The HIRAX project is aligned to the DST National Multi-wavelength Strategy (2016) as it addresses key scientific questions in each of the priority science areas identified by the Strategy, namely: Cosmology, Galaxy Evolution, and Stellar & Compact Object Astrophysics. Furthermore, HIRAX makes strong connections with the Strategy’s key programmatic areas in Human Capital Development and transformation, education and outreach, astronomy infrastructure and instrumentation, innovation, Big Data science, theoretical modelling and simulation, and international collaboration.

This project also compliments other South African led radio experiments to increase South Africa’s reputation as the world leader in Radio Astronomy. The project will have numerous synergies and complementarity with MeerKAT, thus adding significant value to a major SA investment, and further elevating the Karoo site as a destination for world-class astronomy telescopes. It will also compliment the HERA experiment as they conduct research in Hydrogen analysis.

Countries that have developed at a faster rate have always been countries with a strong innovation culture driven by investments in science and technology. Such investments are important in retaining and attracting the most talented researchers. The HIRAX project is a major international collaboration, with at least eight South African institutions participating, and many other international institutions. And I believe this is the best way that we can get our young people in South Africa to have an interest in science, technology and innovation.

Yesterday I spent a day with young high school learners from the rural part of this province. These are young and enthusiastic young children with lots of potential whose dream is to extract themselves from the poor conditions in which they live. It is my wish that they too can dream beyond their immediate needs and start to wonder about their place in the universe. The main reason for my visit was to help expose these young learners to careers that are possible for them in the area of science and technology. I told them that it is through their participation that our science and technology system will be broadened and enriched. The knowledge that we produce today will be their inheritance. I told them that “One of the central facts about science is that it pays no attention to East and West and North and South and black and yellow and white. It belongs to everybody who is willing to make the effort to learn it” and that they too can be the inheritors of the large body of science knowledge. The investments on research and projects such as HIRAX will produce knowledge that will form part of the inheritance for the learners that I have spoken about. I am simply saying that science at the end of the day is about the people in a community of humanity anywhere in the world.
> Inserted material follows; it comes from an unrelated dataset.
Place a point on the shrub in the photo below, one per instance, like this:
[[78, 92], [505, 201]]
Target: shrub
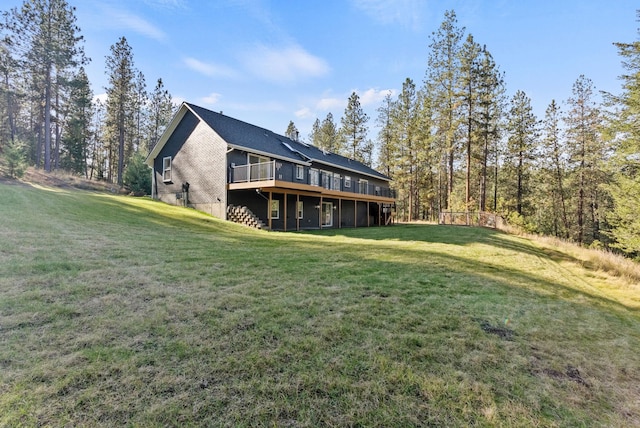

As I said during the launch of the MeerKat last Month, to those who always wonder why projects like this are important, I will say to them in the words of the American cosmologist, Neil Tyson that “Space exploration is a force of nature unto itself that no other force in society can rival, not only does that get people interested in sciences and all the related fields, [but] it transforms the culture into one that values science and technology, and that’s the culture that innovates. And in the 21st century, innovations in science and technology are the foundations of tomorrow’s economy.”